Arizona Supreme Court Scraps Republican Lawsuit Seeking to Dismantle Early Voting System
The judges declined to hear Republicans’ complaint, which alleged that the Arizona Constitution specifically and singularly allows in-person voting.
The Arizona Supreme Court has dismissed a Republican lawsuit intended to dismantle the state’s early voting system.
According to CNN, Arizona’s early voting system is used by the vast majority of Arizona voters. In fact, The Hill estimates that 90% of all voters cast their ballots through the mail.
However, Arizona Republicans and Trump supporters have made the state a battleground for conspiracy theories, despite the lack of any compelling evidence to suggest that election fraud swayed the state toward sitting President Joe Biden.
“Today, the Arizona Supreme Court dismissed a dangerous lawsuit that threatened early voting in the state and challenged provisions of the Elections Procedures Manual,” Secretary of State Katie Hobbs wrote on Twitter.

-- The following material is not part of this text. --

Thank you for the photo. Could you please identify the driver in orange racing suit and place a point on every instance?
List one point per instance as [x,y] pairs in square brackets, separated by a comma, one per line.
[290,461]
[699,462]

Hobbs, adds CNN, was named as a defendant in the lawsuit.
“Arizona voters will be able to vote early, access drop boxes, and make their voices heard,” she said.

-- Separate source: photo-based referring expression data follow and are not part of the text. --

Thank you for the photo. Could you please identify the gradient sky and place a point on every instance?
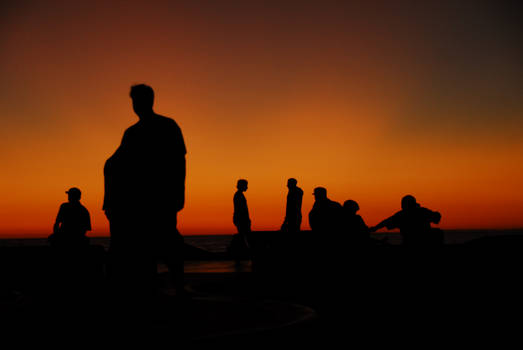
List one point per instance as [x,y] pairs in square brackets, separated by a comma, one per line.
[371,101]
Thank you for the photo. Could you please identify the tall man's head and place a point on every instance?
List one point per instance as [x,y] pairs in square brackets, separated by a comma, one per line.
[73,194]
[408,202]
[320,193]
[292,183]
[242,185]
[143,99]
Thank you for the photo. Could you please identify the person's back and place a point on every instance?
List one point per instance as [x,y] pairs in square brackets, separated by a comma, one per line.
[152,155]
[414,224]
[144,191]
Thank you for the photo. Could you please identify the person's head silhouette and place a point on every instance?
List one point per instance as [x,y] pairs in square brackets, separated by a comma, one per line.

Hobbs, a Democrat who is also running for governor, cast the Republican lawsuit as an overtly political challenge, intent on protecting conservatives’ diminishing grasp on the once solidly red state.

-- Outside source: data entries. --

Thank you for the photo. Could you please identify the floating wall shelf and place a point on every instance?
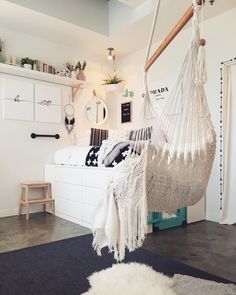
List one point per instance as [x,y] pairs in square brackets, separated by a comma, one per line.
[32,74]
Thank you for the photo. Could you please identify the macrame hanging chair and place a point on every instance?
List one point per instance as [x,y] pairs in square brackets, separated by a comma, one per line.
[178,160]
[172,169]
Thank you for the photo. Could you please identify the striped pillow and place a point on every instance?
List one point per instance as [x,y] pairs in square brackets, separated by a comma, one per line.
[97,136]
[141,134]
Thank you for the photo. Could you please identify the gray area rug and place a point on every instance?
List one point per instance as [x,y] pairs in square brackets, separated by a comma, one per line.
[186,285]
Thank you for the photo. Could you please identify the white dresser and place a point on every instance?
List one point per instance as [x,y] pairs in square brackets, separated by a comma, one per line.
[77,191]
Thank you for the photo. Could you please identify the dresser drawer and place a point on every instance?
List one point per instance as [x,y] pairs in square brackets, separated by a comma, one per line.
[88,213]
[19,90]
[69,175]
[91,196]
[68,191]
[94,177]
[18,110]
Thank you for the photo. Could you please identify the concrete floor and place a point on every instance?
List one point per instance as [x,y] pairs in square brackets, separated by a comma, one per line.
[205,245]
[17,233]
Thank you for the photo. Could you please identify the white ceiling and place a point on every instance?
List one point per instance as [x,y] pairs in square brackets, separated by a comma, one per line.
[132,3]
[125,41]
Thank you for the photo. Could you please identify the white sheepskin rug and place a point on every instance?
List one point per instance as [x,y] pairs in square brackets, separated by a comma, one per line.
[130,279]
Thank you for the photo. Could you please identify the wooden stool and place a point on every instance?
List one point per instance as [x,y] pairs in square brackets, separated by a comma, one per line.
[47,196]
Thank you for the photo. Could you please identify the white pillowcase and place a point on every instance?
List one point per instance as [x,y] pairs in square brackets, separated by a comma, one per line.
[115,134]
[71,155]
[83,138]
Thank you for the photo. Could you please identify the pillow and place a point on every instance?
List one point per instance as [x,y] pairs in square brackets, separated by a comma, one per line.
[115,152]
[115,134]
[123,152]
[71,155]
[92,156]
[97,136]
[82,138]
[141,134]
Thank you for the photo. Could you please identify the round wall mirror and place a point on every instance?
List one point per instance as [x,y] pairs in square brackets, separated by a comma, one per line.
[96,111]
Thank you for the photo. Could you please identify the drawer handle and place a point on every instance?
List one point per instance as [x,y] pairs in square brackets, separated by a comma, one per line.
[45,102]
[17,98]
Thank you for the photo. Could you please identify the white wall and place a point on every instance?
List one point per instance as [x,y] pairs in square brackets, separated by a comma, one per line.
[221,46]
[22,158]
[121,15]
[78,12]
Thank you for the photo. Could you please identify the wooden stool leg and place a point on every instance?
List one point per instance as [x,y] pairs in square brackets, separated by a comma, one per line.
[21,198]
[50,197]
[27,204]
[53,207]
[45,193]
[27,211]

“Abolishing early voting doesn’t make our elections more secure—it just makes it harder for eligible Arizonans to vote,” Hobbs added. “These partisan attacks on our freedom to vote are about suppressing the vote, not protecting it.”
In their decision, the justices said they did not have original jurisdiction in the case and were thus unable to hear the complaint.
CNN notes that the Supreme Court refused to consider two other issues in the lawsuit: whether Arizona’s election procedures manual should include guidelines for the verification of voter signatures, and whether the use of drop-boxes for ballots is unconstitutional.
The lawsuit was filed by Republicans in February.
In their initial complaint, Arizona conservatives claimed that the state constitution does not allow mail-in voting or other forms of early voting.
Instead, Republicans say that the Arizona Constitution specifically and singularly permits in-person voting.
“In-person voting at the polls on a fixed date,” the lawsuit said, “is the only constitutionally permissible manner of voting.”
CNN notes that the lawsuit was part of a larger effort by Arizona Republicans to challenge election laws. One recent bill, killed in February by the state House’s conservative speaker, would have permitted the Arizona Legislature to reject election results at will.
And as recently as last week, Gov. Doug Ducey, a Republican, signed a bill that will require all Arizonans to provide proof of citizenship and residency when they register to vote.